The effect of liquid flow rate on the exit conversion and global hydrogenation rate
are given in Figure A-5. Higher liquid flow rate leads to lower exit conversion and higher
global hydrogenation rate. This implies that liquid reactant limiting behavior is observed
for this reaction conducted in cocurrent downflow trickle-bed mode.
A3.3 Packed Bubble Flow Reactor Performance Similar simulations have been performed for the case of a single cocurrent upflow
packed-bed reactor where gas flows through the liquid in bubble flow (flooded packed
bed reactor with a diameter of 4 m). The same reactor model was applied except with
different model parameters corresponding to the upflow operation (i.e. different mass
transfer coefficients). The effect of biphenyl feed concentration on the exit conversion
was again not apparent, whereas the hydrogen concentration in the liquid phase plays an
important role in achieving high conversion. As shown in Figure A-6, the effect of liquid
superficial velocity on the biphenyl conversion profiles along the reactor axis is obvious.
When the liquid superficial velocity is 0.03 m/s, the biphenyl conversion reaches a
‘constant’ value (~80%) at the location 16 m from the entrance under given operating
conditions. If we double the liquid flow rate, one can obtain a ‘constant’ value of
conversion (~80%) at the location of 32 m from the inlet. This implies that at lower feed
flow-rates, a shorter length of the packed bed would be required to achieve the 'final
constant' conversion.
So far the performances of single packed beds in both down-flow and up-flow
reactor have been discussed. Since both different operating flow rate and different
configurations are used, the exact comparison between two modes can only be given at
the same gas and liquid flow rate as well as when the same catalyst volume is used. This
case is illustrated in Figure A-7. It was found that, per unit volume of catalyst, based on
the directly calculated mass transfer coefficients, the difference of the exit biphenyl
conversions in two modes is less than 2% (a little higher exit conversion was found in the
up-flow mode). It is noted, however, that this difference becomes large as shown in
219 Figure A-7, when we decrease the calculated values of mass transfer coefficients by a
factor of 10. Different hydrogen concentration profiles in the liquid phase were also
found while using the decreased mass transfer coefficients. The magnitude of mass
transfer coefficients in the up-flow model are almost 3 ~ 4 times larger than in the down-
flow mode. That causes lower hydrogen concentration in the liquid phase in the trickle
bed. As a consequence, the exit biphenyl conversion in the up-flow mode was found to be
10 % higher than that in the down-flow mode. As mentioned earlier, the hydrogenation
rate is higher in the entrance region, and causes the steep decrease of hydrogen
concentration in the liquid. After that, the hydrogen concentration will increase along the
reactor length while the hydrogenation rate decreases along the reactor length.
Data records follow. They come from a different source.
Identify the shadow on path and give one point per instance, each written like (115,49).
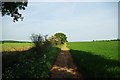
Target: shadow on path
(95,66)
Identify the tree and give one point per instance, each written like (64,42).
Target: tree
(62,37)
(12,9)
(54,40)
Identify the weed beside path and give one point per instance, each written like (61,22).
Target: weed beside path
(64,66)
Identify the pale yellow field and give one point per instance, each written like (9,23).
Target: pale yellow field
(15,46)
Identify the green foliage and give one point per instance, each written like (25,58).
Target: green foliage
(96,60)
(12,9)
(62,37)
(41,43)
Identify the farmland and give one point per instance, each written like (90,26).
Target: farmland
(16,46)
(19,60)
(96,59)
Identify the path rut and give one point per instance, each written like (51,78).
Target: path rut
(64,66)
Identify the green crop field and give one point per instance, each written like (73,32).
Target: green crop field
(96,59)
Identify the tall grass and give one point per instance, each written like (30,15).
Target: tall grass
(96,60)
(27,64)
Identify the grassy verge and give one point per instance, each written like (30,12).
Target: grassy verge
(96,60)
(28,64)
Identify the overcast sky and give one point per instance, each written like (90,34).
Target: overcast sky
(80,21)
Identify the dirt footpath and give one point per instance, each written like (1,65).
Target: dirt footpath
(64,66)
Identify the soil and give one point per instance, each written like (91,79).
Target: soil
(64,66)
A3.4 Sensitivity to Model Parameters A number of correlations are used in modeling, and the reliability of correlations
for so parameter estimations, especially at elevated pressure, is uncertain (Al-Dahhan et
al., 1997). The values of mass transfer coefficients predicted from different correlations
sometimes may be dramatically different (Martínez, et al., 1998). Hence, it is important
to evaluate the sensitivity of model predictions to various parameters. In order to perform
the parameter sensitivity study, the gas-liquid and liquid-solid mass transfer coefficients
obtained from the correlations in the trickle-bed reactors as listed in Table 3, have been
increased and decreased several fold as additional information suggested (Toppinen et al.,
1996). It was found that an increase in (ka)gl by 10 times increases the exit conversion of
biphenyl only by 1~2 % (Fig 8a). However, when the (ka)gl value was decreased by 10
times, the conversion is reduced up to 12 % at liquid velocity larger than 0.003 m/s. This
is a clear indication that the gas-liquid mass transfer resistance is important now.
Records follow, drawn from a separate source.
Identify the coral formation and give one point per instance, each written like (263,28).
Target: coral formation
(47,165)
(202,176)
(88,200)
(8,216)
Similarly, the effect of liquid-solid mass transfer on the exit conversion is shown in
Figure 8b. The results indicate that the influence of liquid-solid mass transfer on the exit
conversion of biphenyl is also significant. When the (ka)ls value was decreased by 10
times the biphenyl conversion decreased by approximately 8 % at higher liquid
superficial velocity (0.015 m/s). However, an increase in the value of (ka)ls by 10 times
does not increase substantially the biphenyl conversion. The sensitivity of the axial
220 dispersion coefficient, in terms of Peclet number, Pe, on model prediction was found to
be neglected in trickle bed reactor modeling. Plug flow behavior for gas and liquid flow
can be considered in absence of gross flow maldistribution. The importance of mass
transfer resistance on the exit biphenyl conversion is gas-liquid mass transfer > liquid-
solid mass transfer. It is noted further that the current model is close to the limit of mass
transfer control, and close to reaction control. This is the reason that the exit conversion
does not increase much when we increase the mass transfer coefficients 10 times.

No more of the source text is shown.